The first three games should come as little surprise to anyone reading Joystiq the last couple days: Bayonetta, by Hideki Kamiya, creator of Devil May Cry, Okami, and Viewtiful Joe; Infinite Line, by Hifumi Kouno at Nudemaker, creator of Steel Battalion and, before that, the Clock Tower series; and MadWorld, a mad-cap feast of ultraviolence for -- you guessed it! -- the Wii by first time director Shigenori Nishikawa.
After wrangling the press into a restaurant overlooking San Francisco Bay, adorned with Sega and Platinum Games ice sculptures and milling with enthusiasm for the partnership, Jeffrey explained Sega's standing in the world of video game publishers (read: they're getting better) before introducing Tatsuya Minami, president and CEO of Platinum Games. "A lot of people have said the development companies in Japan haven't been doing well lately," Minami said. "But we are different. We would like people in the world to once again play high-quality Japanese games. And to realize this dream we've been looking for a good partner." Cue: Sega.
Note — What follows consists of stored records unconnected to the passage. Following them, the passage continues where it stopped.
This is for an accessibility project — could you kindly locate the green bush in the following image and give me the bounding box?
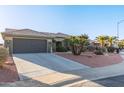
[87,45,96,52]
[56,45,67,52]
[101,47,107,52]
[94,50,104,55]
[94,47,104,55]
[0,47,8,69]
[107,47,115,53]
[81,46,87,52]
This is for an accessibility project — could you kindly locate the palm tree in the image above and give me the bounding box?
[108,36,117,47]
[68,34,89,55]
[96,35,106,47]
[118,39,124,49]
[79,34,89,46]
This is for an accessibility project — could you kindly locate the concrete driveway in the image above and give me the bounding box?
[13,53,90,80]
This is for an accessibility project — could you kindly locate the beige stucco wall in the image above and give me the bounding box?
[4,35,66,53]
[0,33,4,44]
[4,36,53,53]
[4,36,13,40]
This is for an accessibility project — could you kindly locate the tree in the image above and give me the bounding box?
[68,34,89,55]
[118,39,124,49]
[96,35,117,47]
[96,35,106,47]
[108,36,117,47]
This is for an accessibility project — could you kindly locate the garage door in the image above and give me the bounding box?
[13,38,47,53]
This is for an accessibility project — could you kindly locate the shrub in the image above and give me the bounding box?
[0,47,8,69]
[87,45,96,52]
[94,50,104,55]
[107,47,115,53]
[56,45,67,52]
[81,46,87,52]
[101,47,107,53]
[94,47,104,55]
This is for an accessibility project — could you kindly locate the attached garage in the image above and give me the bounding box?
[2,28,69,54]
[13,38,47,53]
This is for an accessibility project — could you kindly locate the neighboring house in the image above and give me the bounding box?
[1,28,69,54]
[89,40,100,47]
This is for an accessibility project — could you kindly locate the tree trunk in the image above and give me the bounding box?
[71,44,82,55]
[0,63,3,69]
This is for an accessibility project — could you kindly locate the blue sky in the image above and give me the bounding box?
[0,5,124,43]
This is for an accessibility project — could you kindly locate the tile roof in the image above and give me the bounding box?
[2,28,69,38]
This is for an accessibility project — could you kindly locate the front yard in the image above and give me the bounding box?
[56,52,123,68]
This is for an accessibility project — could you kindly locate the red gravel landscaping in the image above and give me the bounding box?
[0,56,19,82]
[56,52,123,68]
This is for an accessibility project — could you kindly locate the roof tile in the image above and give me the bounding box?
[3,28,69,38]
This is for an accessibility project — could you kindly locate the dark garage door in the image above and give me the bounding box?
[13,38,47,53]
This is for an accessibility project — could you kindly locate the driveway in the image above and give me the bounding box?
[3,52,124,87]
[72,75,124,87]
[13,53,90,80]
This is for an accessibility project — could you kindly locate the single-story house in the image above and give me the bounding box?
[1,28,69,54]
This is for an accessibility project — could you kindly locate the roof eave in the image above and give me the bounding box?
[2,33,56,39]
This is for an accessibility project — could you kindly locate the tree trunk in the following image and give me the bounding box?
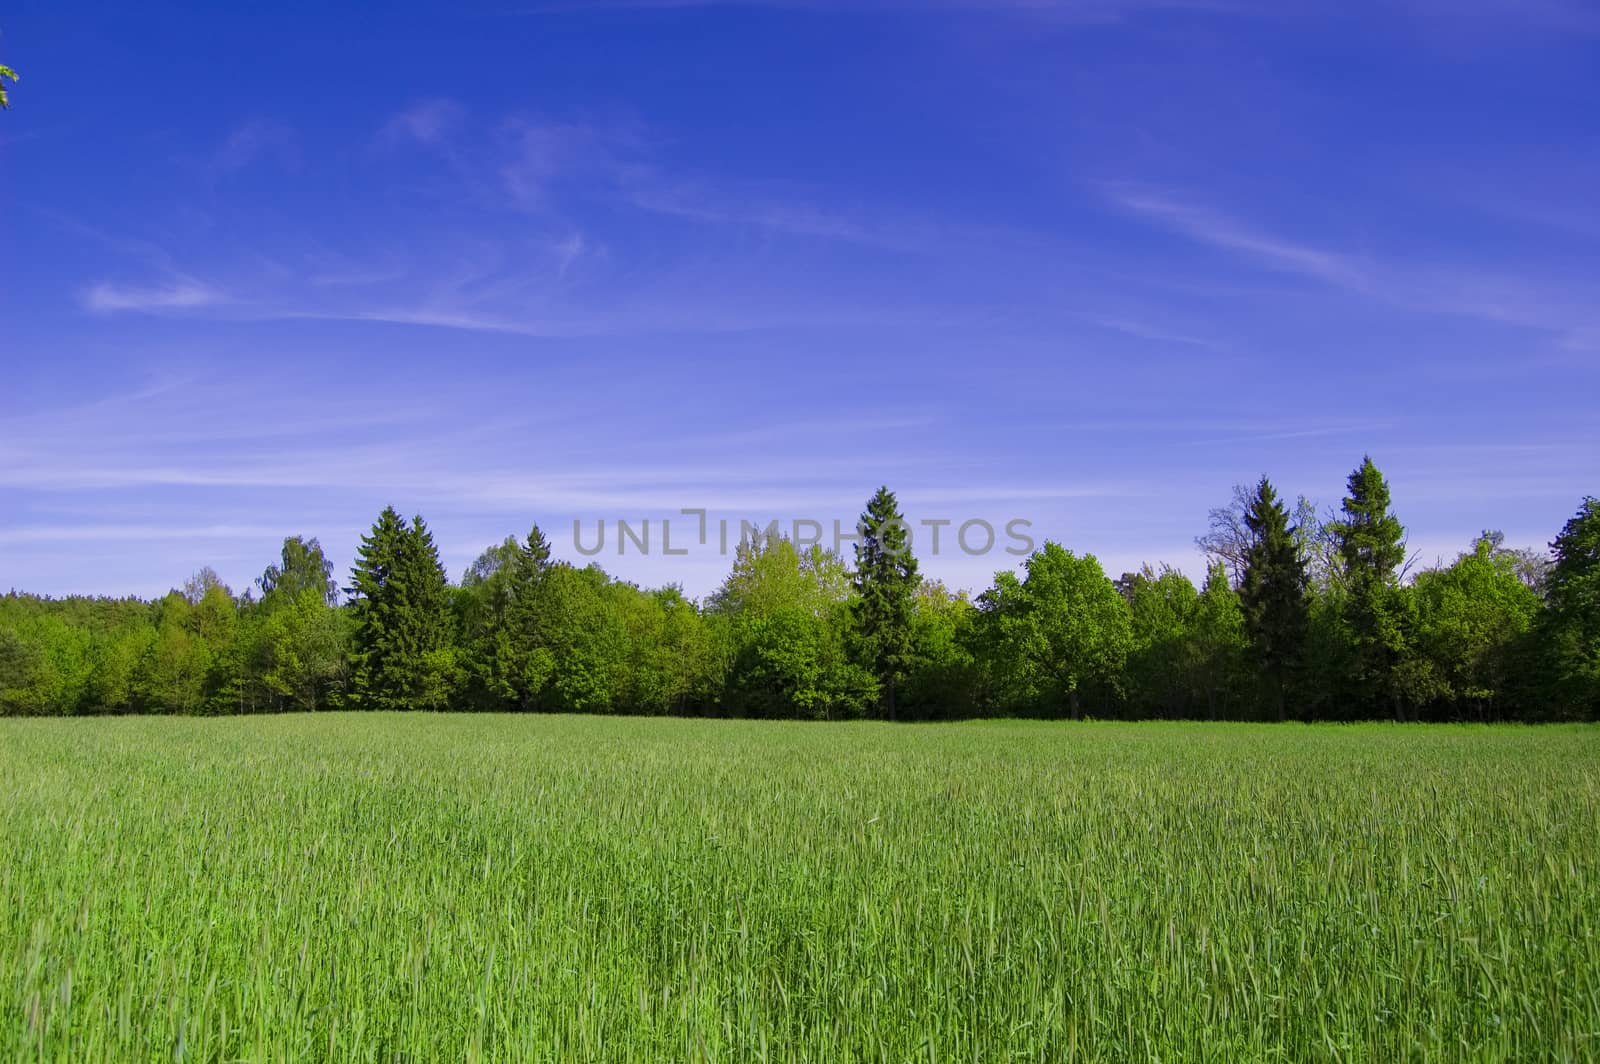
[1069,687,1081,721]
[886,680,897,723]
[1276,680,1286,723]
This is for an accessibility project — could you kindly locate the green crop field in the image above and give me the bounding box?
[2,716,1597,1061]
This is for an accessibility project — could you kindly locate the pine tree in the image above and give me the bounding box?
[851,486,919,721]
[1330,456,1411,719]
[1239,476,1309,721]
[348,507,454,710]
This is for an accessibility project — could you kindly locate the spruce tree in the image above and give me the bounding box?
[348,507,454,710]
[502,524,556,708]
[1330,456,1411,719]
[1239,476,1309,721]
[851,486,919,721]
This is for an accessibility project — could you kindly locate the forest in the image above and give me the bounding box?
[3,457,1597,722]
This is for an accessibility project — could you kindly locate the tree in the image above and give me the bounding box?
[87,622,153,713]
[254,589,352,712]
[348,507,456,711]
[136,593,212,713]
[457,526,555,710]
[713,533,874,720]
[191,580,241,712]
[527,564,626,714]
[0,62,16,109]
[1191,562,1248,720]
[851,486,919,721]
[182,566,229,606]
[617,585,717,716]
[901,581,979,721]
[1200,485,1341,594]
[1541,497,1600,718]
[1195,483,1254,587]
[259,536,339,606]
[0,618,91,715]
[1472,530,1553,596]
[1123,565,1200,717]
[1239,477,1309,721]
[977,543,1131,718]
[1412,535,1541,719]
[1329,456,1412,719]
[1292,495,1343,593]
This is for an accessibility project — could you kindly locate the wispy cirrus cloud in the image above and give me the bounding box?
[69,101,1022,337]
[0,524,290,546]
[1103,184,1369,289]
[622,178,963,251]
[376,101,1008,253]
[377,98,467,149]
[82,277,225,313]
[212,119,299,174]
[1102,183,1600,346]
[495,115,651,210]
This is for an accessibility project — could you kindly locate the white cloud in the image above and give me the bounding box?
[213,119,298,173]
[378,99,467,148]
[0,524,288,545]
[82,279,224,313]
[1103,183,1600,344]
[1104,185,1368,288]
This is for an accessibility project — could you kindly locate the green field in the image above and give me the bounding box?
[2,717,1597,1061]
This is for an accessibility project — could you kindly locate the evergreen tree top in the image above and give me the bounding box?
[1334,456,1406,584]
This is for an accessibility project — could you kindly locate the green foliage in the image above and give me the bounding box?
[0,63,16,109]
[1540,497,1600,716]
[258,535,339,605]
[716,534,875,719]
[615,585,719,716]
[851,486,919,719]
[348,508,456,711]
[1332,456,1407,579]
[1330,457,1413,717]
[1297,585,1353,721]
[1411,536,1541,717]
[1122,565,1201,717]
[255,589,353,711]
[0,479,1594,723]
[1192,563,1250,719]
[456,526,557,709]
[977,542,1131,718]
[135,593,214,714]
[1239,477,1310,719]
[0,615,91,715]
[899,580,979,720]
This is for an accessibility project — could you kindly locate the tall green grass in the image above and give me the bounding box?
[2,715,1596,1061]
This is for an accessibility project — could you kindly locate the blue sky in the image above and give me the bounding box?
[2,1,1597,599]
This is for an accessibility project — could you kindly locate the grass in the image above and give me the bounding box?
[2,715,1597,1062]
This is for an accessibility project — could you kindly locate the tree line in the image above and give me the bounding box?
[2,459,1596,721]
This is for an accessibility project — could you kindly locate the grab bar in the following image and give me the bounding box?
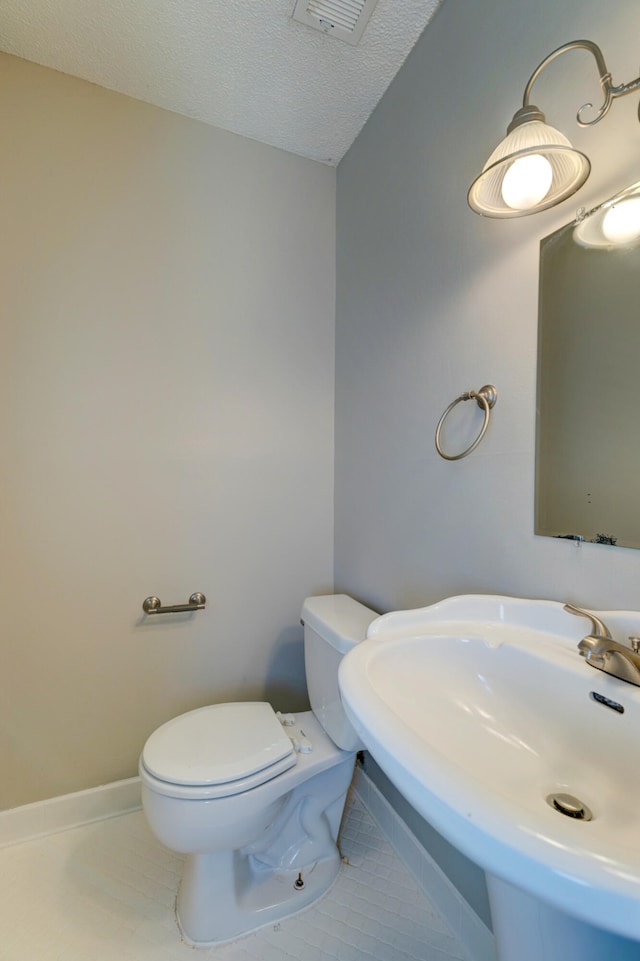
[434,384,498,461]
[142,592,206,615]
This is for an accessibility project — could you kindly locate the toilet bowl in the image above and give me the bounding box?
[139,594,376,946]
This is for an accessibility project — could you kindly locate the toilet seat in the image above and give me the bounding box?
[140,702,296,799]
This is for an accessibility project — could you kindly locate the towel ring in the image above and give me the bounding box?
[435,385,498,461]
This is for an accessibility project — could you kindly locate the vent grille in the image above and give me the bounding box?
[291,0,379,45]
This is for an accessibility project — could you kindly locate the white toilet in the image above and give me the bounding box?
[139,593,376,946]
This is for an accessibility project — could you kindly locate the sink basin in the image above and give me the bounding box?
[338,595,640,958]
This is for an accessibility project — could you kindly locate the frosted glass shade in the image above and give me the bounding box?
[468,119,590,218]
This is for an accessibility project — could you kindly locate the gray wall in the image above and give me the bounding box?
[0,54,335,810]
[335,0,640,927]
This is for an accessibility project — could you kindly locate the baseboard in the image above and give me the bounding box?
[0,776,142,849]
[352,765,496,961]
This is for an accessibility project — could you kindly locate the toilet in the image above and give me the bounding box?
[139,593,376,946]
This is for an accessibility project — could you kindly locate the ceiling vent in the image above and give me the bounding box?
[291,0,380,45]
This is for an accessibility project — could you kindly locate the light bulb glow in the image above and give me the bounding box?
[501,154,553,211]
[602,198,640,244]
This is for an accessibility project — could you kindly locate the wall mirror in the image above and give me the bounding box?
[535,180,640,549]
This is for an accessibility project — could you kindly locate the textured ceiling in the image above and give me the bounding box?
[0,0,442,165]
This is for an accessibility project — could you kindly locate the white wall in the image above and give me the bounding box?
[0,54,336,810]
[335,0,640,925]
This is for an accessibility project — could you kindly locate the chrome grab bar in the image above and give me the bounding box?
[142,592,206,615]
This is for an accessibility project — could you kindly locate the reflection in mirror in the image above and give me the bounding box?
[536,181,640,549]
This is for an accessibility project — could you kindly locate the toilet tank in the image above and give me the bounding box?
[301,594,377,752]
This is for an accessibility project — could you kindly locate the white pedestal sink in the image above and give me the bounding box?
[338,595,640,961]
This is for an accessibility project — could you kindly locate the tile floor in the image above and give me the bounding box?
[0,792,467,961]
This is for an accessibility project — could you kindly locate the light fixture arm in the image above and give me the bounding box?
[521,39,640,129]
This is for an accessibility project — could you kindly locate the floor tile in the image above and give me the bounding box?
[0,792,466,961]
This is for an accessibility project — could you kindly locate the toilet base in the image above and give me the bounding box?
[177,847,341,946]
[173,747,356,946]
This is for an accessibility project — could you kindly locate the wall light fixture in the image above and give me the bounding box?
[468,40,640,219]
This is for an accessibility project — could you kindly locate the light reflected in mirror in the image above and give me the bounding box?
[536,181,640,549]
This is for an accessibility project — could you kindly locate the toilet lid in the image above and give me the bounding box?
[142,702,295,786]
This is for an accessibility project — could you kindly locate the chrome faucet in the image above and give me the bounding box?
[564,603,640,687]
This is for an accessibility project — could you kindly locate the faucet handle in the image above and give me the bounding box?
[564,603,612,639]
[629,637,640,653]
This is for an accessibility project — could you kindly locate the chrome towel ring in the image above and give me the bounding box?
[435,385,498,461]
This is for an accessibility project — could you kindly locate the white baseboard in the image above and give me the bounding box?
[0,776,141,849]
[352,765,496,961]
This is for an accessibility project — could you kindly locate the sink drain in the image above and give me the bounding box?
[546,792,592,821]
Minami-san praised Sega's "courage" in allowing them to make "these unique and exciting" titles. Of particular interest to Platinum was Sega's "well-known and worldwide brand" -- not dissimilar from Capcom's come to think of it. With offices around the world, Sega provides significant resources to Platinum, making them "the perfect partner" for the superstar studio. They began the presentation of the three games, but not before teasing, "There is a fourth title we can't announce just yet. The director on this title is Shinji Mikami."
Once the presentations were through, and interviews were winding down, and beer had been drunk, Sega PR reps flirted through the crowd, letting them know there was one more surprise. No, not that Shinji Mikami game (that's what we were hoping too!); rather, some fireworks launched from a barge in the Bay, to commemorate one of the company's most promising announcements in years.